I’ll share where I kind of am on a personal level. FMA:B actually once bothered me as well, so I’m glad you brought that up as an example. Now, it doesn’t – I kind of view series that like, to a certain extent (there are certainly limits here for me), as showing all sides of the gospel story. Sin is part of that. For instance, while it would be distasteful to see the seamier elements of the Bible put on the big screen, it’s still truth, and it helps explain the sinfulness of man (though again, we all have personal limits on what we can/what we want to consume). If there’s something in a story that I think is worthwhile – something that terrifically expresses an important eternal truth – I’m usually willing to dive in.

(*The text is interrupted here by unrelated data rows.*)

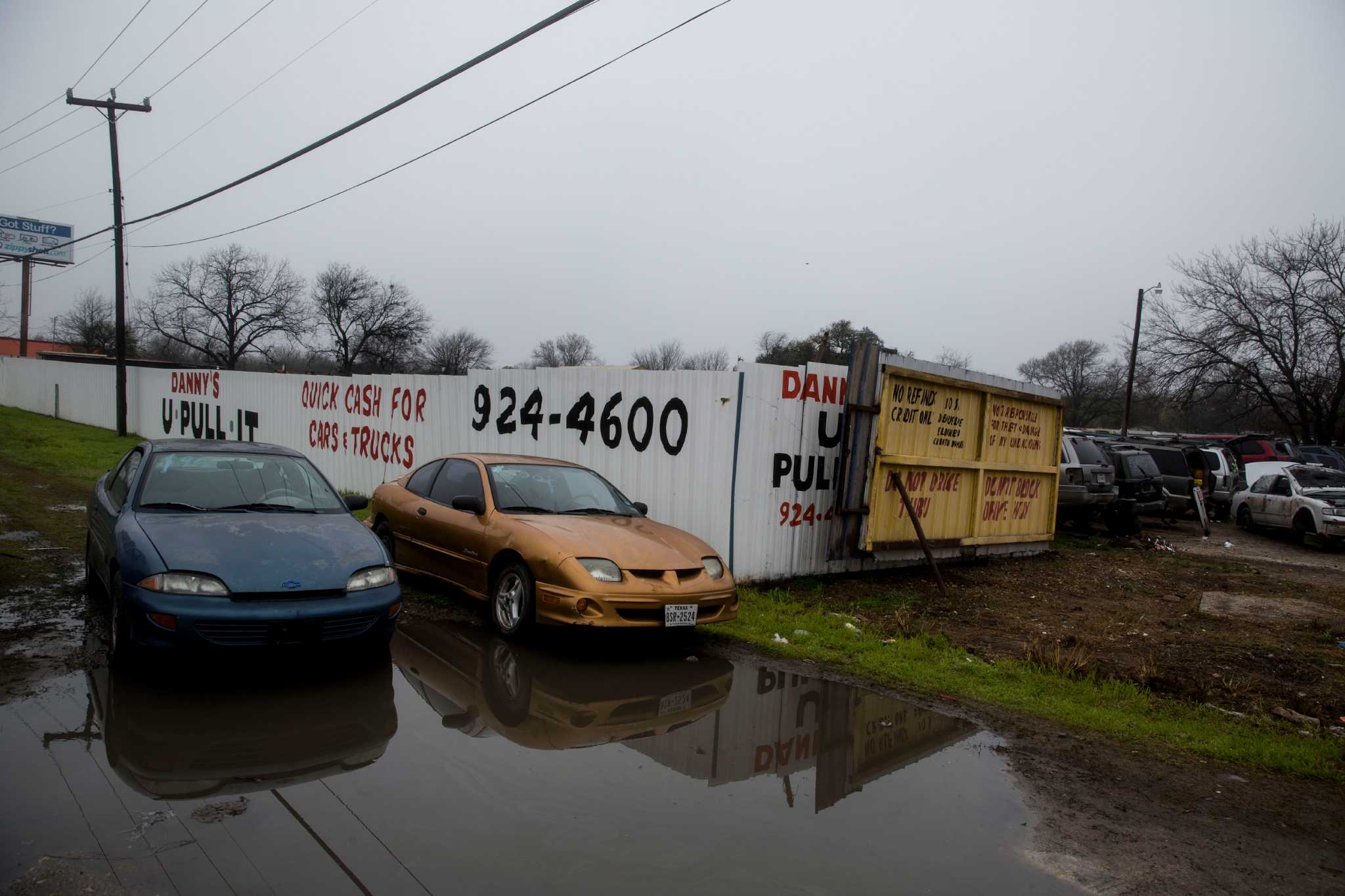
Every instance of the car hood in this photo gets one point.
(259, 551)
(630, 542)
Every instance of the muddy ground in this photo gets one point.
(1109, 819)
(1132, 612)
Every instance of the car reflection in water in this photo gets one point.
(708, 720)
(198, 734)
(481, 684)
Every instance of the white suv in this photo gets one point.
(1308, 499)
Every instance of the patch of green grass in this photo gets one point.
(60, 449)
(1119, 710)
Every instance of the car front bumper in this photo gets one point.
(560, 606)
(202, 622)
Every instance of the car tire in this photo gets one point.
(509, 687)
(513, 599)
(385, 534)
(120, 649)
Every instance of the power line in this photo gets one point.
(19, 140)
(60, 97)
(498, 49)
(49, 150)
(15, 124)
(109, 46)
(463, 136)
(261, 83)
(163, 42)
(211, 120)
(211, 47)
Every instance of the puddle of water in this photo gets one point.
(474, 765)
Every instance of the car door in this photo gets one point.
(1279, 501)
(455, 539)
(110, 498)
(408, 517)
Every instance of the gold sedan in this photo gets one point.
(549, 542)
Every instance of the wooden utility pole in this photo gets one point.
(110, 108)
(24, 305)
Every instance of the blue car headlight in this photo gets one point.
(372, 578)
(185, 584)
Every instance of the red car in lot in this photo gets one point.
(1256, 449)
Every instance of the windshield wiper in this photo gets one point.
(261, 505)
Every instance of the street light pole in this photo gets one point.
(1134, 351)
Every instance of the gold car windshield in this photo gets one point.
(545, 488)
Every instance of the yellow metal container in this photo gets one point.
(981, 463)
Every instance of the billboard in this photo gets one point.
(22, 236)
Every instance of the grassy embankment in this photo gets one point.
(49, 467)
(53, 461)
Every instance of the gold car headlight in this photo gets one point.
(372, 578)
(600, 568)
(713, 567)
(185, 584)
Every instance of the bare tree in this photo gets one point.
(712, 359)
(1264, 320)
(667, 355)
(456, 352)
(91, 326)
(1082, 373)
(953, 358)
(225, 305)
(831, 344)
(366, 323)
(571, 350)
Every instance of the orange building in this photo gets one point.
(10, 347)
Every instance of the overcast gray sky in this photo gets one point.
(994, 178)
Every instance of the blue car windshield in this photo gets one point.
(211, 481)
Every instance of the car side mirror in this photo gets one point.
(470, 503)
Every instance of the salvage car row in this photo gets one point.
(201, 543)
(1124, 480)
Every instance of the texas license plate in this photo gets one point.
(676, 703)
(678, 614)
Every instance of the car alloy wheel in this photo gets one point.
(512, 605)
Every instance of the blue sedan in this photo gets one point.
(233, 544)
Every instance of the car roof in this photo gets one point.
(221, 446)
(517, 458)
(1258, 469)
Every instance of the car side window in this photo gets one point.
(120, 486)
(424, 479)
(458, 477)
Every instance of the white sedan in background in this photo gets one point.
(1308, 499)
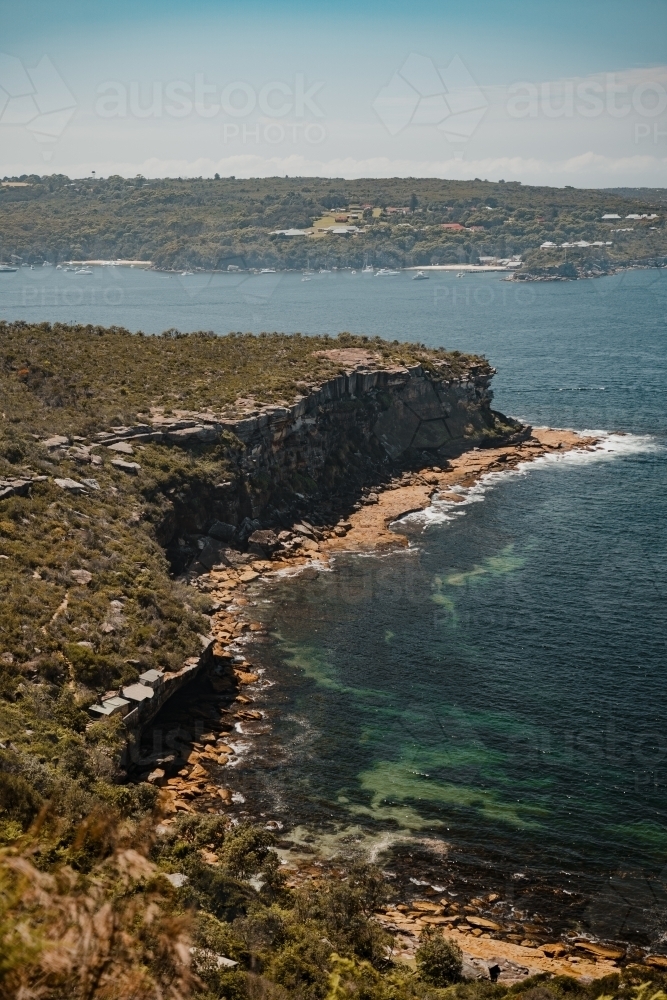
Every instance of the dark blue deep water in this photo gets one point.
(500, 687)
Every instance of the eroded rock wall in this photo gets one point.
(386, 415)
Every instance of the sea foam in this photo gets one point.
(609, 447)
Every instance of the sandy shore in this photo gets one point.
(367, 528)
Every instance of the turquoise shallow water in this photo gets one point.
(501, 686)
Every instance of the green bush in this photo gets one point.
(18, 800)
(439, 960)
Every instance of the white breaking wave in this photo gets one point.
(609, 447)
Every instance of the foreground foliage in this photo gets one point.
(103, 923)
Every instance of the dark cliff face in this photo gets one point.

I do stay away from fanservice elements and hyper-violence, though, because I know how that effects me. I know it’ll tempt me to sin. For me, the occult = not so much, but those others, I definitely must be wary of.
Hmm yeah honestly it’s something that I haven’t always stood by, but I knew afterwards that it was something that I shouldn’t have done. That’s why I feel so strongly. I understand what you’re saying about FMA:B. One of the reasons I liked it was because it showed a man who had sinned, knew it, and didn’t know what to do next. Edward Elric was a man seeking redemption and fighting to do everything in his power to do right. I find it interesting that hyper violence is something you try to stay away from. What was your opinion of Attack on Titan? I also am curious have you seen Noir? I watched it and honestly it was a really good action/mystery series that didn’t have any fanservice that I can remember and the violence was actually really low for a series like that.
I’m a pretty big fan of Attack on Titan (though other writers on this blog didn’t like it nearly so much). I feel there’s also a lot to explore in the series in terms of spiritual ideas. You can find the many, many posts we’ve done on the series in our Attack on Titan tag (including a couple within the past two weeks).
I’ve seen about half of Noir, but I never finished it. It’s certainly a very stylish and cool series – I remember it well.
Great post and comments! I think another point to consider is that anime is a medium, not a genre. Like any other medium, you’ll have all kinds of genres, from romance and action to porn. Of course each person needs to discern what personally suits her and be attentive to her own conscience, but the first step is to not make broad generalization. Anyway, I just wanted to add that into the discussion 😉
Thanks for sharing – a very important point. Individuals with little knowledge of anime do often see it as a genre, rather than a medium, and perhaps it’s in all our best interest to let people know otherwise (“Are movies a genre? No? The same goes for anime…”).
I completely agree! (I’m always kind of tick off when I look at an anime section of a store or website and it’s just the one section.) The thing is though like many other mediums eg american comic books, movies, tv shows (live action especially). They do often have several recurring themes that seem to crop up in varying degrees. Often negative ones. As examples I’d say fan service, fortune telling, and occult symbolism. That being said there always really good series out there that are the exception to the rule. these are the Usagi Drops, the Triguns and the Kanons. They show a beautiful story that isn’t marred by all of the things of the world and come surprisingly close to showing a bit of light.
Oh, and I would go even further and say that those series in particular do a wonderful job of “showing the light.” Without realizing it, and without intention (though perhaps Trigun was WITH intention), grace, sacrifice, and love are demonstrated in these series to an extent that is impossible or rare in the world. We often look to anime to find things we don’t have in real life, and which ultimately function as glimpses of that which is to come.